In trying to stand with our son, I look to where my own differences made me vulnerable to greater discrimination. I know what racism is by experience; I know what sexism is as well. I know what discrimination is based on religion, national origin. What I didn’t know about was discrimination based on a person’s diverse neurology and how this compounded my son vulnerability to maltreatment when combined with his race, his father’s immigrant background, my race and origins, and anything else that was visibly different about him.

Correspondence from our son’s school revealed plainly where discrimination was taking place. A parent accused our son of attacking her child and other children on the bus because “his father was from a brown man from India” (my husband is of Turkish descent and clearly White). Both the school and the transportation office of our school district informed the parent in question that our son could not have attacked any child because he had always been placed in a safety harness on the bus and was actually the victim of an assault on the bus by another student.
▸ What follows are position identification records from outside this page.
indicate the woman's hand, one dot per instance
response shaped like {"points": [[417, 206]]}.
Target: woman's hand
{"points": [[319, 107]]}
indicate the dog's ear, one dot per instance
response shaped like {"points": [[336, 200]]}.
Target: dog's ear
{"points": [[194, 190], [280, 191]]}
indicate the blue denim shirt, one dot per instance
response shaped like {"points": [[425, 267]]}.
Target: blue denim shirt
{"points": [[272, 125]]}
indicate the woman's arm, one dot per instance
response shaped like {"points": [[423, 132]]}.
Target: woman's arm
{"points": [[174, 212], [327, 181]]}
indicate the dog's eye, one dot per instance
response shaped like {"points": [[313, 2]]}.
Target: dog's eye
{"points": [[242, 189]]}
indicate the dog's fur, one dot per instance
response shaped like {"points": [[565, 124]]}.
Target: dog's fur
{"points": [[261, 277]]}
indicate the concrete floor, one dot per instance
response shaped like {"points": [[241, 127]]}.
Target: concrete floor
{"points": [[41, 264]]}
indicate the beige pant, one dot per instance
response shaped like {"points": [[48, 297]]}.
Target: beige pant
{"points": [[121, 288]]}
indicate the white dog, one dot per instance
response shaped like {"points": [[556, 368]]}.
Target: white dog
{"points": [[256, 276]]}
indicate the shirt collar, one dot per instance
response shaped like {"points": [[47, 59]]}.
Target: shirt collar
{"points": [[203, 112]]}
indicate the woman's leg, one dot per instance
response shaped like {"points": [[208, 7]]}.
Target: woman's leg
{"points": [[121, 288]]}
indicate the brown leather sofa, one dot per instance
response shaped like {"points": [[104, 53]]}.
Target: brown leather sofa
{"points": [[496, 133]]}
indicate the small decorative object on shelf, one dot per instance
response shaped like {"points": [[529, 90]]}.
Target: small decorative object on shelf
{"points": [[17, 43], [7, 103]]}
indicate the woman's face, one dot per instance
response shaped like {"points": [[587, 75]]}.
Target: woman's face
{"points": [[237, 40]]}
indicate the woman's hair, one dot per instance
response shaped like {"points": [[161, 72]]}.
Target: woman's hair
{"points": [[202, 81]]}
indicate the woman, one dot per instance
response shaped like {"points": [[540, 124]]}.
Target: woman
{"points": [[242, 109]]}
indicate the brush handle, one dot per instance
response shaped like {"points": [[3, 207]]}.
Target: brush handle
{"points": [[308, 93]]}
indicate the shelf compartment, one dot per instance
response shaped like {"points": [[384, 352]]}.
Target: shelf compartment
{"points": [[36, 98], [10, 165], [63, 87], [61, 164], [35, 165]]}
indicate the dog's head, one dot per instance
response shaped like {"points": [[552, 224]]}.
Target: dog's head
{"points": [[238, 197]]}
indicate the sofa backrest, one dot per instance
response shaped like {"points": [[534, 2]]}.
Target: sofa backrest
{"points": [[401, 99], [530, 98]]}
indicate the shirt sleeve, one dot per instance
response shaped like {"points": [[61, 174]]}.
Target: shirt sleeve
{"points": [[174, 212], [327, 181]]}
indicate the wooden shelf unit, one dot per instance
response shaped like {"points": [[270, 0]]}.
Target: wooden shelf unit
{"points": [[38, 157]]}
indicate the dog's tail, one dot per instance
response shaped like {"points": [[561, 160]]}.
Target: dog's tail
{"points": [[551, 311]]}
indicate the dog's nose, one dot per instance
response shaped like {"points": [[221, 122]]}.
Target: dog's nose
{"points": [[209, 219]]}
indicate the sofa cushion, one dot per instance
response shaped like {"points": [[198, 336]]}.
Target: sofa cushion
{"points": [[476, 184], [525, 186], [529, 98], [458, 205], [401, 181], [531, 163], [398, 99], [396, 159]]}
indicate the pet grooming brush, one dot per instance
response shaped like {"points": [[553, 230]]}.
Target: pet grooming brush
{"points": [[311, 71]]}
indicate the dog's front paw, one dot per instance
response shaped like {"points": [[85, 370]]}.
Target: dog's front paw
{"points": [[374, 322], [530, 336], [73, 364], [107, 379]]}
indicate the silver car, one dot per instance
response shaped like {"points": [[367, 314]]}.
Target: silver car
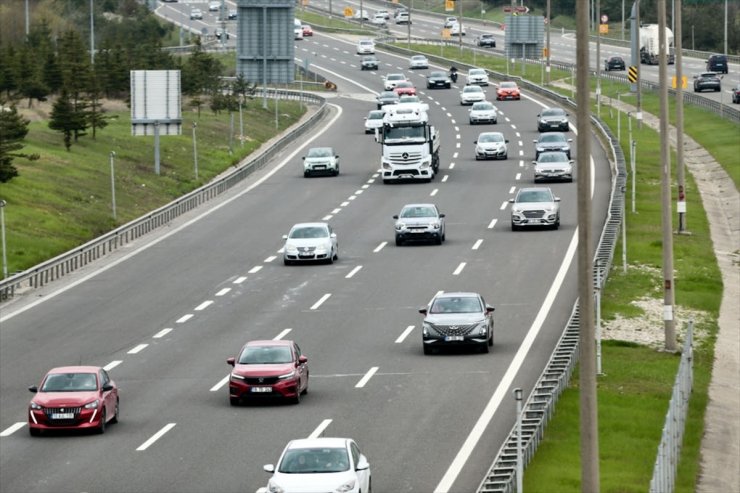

Request forms for reduced price lunches were repeatedly sent home with our son because his teaching team insisted that, since I was dark skinned I must be on welfare. My surname was incorrect in letters addressed to us because it was assumed that as I was Black, I was not married to my son’s father, therefore my last name must be different. When our son returned to school after recovering from illness, I wrote in his communication book that I was sorry he missed the annual trip to the pumpkin patch. His teacher responded that it didn’t matter because he was a nonverbal autistic, and nonverbal kids don’t ever know what’s going on anyway because they are so (insert pejorative term for intellectually disabled here). The very place our son sat on the autism spectrum made him a victim of what we later learned wasableism.

I cannot go to a doctor and ask her to give me treatments to make me appear more nonverbally autistic. How then, could I understand ableism better? After homeschooling my son for about two years, I believed I had found the answer. To understand what my son was up against I needed to get as close to doing what John Howard Griffin had done as I could. I began writing autistic adults around the world who either used Augmentative and Alternative Communication (AAC) in the form of speech devices to speak, or who did not use verbal speech until they were much older. People who still knew what it was like to be my son. I began reading their books and blog posts. I asked them questions. I was amazed when they answered and gave me advice on how to help my son self regulate.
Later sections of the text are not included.